5. Buah dinyatakan busuk apabila daging/kulit buah telah terlihat pembusukan yang dapat diidentifikasikan secara visual.
c) Penentuan kadar kotoran
Timbang seluruh contoh uji buah manggis segar, amati secara visual adanya kotoran yaitu semua bahan bukan buah manggis segar seperti tanah, bahan tanaman yang nampak menempel pada buah manggis segar/berada pada kemasan yang tampak secara visual. Pisahkan kotoran yang terdapat pada buah manggis segar dan kemasan, seperti tanah, potongan daun/benda lain yang termasuk kotoran yang menempel pada buah manggis segar dan timbanglah.
d) Penentuan kesegaran
Hitung jumlah seluruh contoh uji buah manggis segar, amati satu persatu buah segar secara visual dan pisahkan buah yang dinyatakan tidak segar yaitu dengan memperhatikan kondisi kulit buah. Hitung jumlah satuan buah yang dinilai kurang segar dan hitung pula presentase jumlah satuan buah yang dinilai kurang segar terhadap jumlah seluruh contoh uji.
e) Penentuan adanya serangga hidup atau mati
Amati secara visual adanya serangga hidup dan mati pada buah dan kemasan.

4.Pengambilan Contoh
Suatu partai/lot buah manggis segar terdiri dari maksimum 1.000 kemasan. Contoh diambil secara acak dari jumlah kemasan seperti pada data dibawah ini :
a) Jumlah kemasan dalam partai/lot 1–5: contoh yang diambil 5.
b) Jumlah kemasan dalam partai/lot 6–100: contoh yang diambil 7.
c) Jumlah kemasan dalam partai/lot 101–300: contoh yang diambil 9.
d) Jumlah kemasan dalam partai/lot 301–500: contoh yang diambil 10.
e) Jumlah kemasan dalam partai/lot 501–1000 : contoh yang diambil semua.
Dari setiap kemasan yang dipilih secara acak diambil sekurang-kurangnya 3 kg kemudian dicampur. Untuk kemasan dengan berat kurang dari 3 bungkus harus diambil contoh sekurang-kurangnya dari dua kemasan. Dari jumlah buah yang terkumpul kemudian secara acak contoh sekurang-kurangnya 3 kg untuk diuji.

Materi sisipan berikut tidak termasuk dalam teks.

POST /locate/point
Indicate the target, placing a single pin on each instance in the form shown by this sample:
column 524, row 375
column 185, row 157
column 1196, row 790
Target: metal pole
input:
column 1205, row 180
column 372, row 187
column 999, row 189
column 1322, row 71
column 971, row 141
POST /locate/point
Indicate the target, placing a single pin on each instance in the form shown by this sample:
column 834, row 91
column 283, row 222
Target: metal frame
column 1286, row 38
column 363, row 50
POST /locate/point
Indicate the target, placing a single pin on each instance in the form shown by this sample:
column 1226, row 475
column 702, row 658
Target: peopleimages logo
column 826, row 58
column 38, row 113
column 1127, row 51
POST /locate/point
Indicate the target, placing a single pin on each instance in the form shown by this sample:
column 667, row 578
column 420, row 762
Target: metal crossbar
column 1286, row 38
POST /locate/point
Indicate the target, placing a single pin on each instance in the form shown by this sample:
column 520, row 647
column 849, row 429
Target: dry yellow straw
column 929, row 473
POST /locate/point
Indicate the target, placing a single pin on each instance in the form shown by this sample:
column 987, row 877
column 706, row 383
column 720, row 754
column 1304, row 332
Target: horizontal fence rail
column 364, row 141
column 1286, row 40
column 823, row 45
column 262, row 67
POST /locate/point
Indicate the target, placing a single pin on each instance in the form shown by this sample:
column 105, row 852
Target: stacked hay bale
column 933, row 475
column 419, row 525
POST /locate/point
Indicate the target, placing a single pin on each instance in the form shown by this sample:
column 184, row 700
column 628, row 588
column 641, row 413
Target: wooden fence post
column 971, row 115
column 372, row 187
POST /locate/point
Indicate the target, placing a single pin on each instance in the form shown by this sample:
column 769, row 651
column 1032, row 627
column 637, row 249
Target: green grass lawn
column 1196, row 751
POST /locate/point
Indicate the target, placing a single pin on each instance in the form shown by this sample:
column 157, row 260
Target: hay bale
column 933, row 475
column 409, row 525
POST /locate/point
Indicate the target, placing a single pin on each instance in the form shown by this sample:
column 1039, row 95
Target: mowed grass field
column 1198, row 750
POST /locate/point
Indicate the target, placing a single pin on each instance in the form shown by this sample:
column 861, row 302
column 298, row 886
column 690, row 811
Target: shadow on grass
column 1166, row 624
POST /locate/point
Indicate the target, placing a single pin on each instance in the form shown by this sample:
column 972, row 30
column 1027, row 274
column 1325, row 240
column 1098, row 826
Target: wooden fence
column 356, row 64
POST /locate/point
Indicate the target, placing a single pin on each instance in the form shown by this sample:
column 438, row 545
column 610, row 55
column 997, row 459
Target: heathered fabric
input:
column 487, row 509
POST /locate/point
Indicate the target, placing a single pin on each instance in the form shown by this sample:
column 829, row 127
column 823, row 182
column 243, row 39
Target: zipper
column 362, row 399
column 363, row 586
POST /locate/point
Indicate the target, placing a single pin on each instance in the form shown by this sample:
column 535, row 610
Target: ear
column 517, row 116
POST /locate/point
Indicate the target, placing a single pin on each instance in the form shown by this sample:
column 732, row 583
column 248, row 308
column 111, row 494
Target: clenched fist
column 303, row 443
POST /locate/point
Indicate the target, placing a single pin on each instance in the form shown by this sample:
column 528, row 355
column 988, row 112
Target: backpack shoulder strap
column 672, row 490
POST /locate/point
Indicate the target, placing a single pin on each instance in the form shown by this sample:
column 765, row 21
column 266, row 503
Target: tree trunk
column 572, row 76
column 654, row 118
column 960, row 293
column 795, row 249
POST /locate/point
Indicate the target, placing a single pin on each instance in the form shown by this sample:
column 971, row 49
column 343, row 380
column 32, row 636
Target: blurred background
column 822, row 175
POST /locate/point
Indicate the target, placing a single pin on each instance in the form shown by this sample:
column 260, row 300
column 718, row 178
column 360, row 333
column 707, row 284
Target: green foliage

Petugas pengambil contoh harus yang memenuhi persyarat, yaitu orang yang telah berpengalaman/telah dilatih terlebih dahulu dan mempunyai ikatan dengan suatu badan hukum.

5.Pengemasan
Buah manggis segar dikemas dengan kotak karton baru/keranjang plastik yang kokoh, baik, bersih dan kering, berventilasi, dengan berat bersih setiap kemasan sebesar 2 kg untuk kemasan karton dan 10 kg untuk kemasan keranjang plastik. Dan juga digunakan kemasan yang berat berdasarkan kesepakatan antara penjual dan pembeli.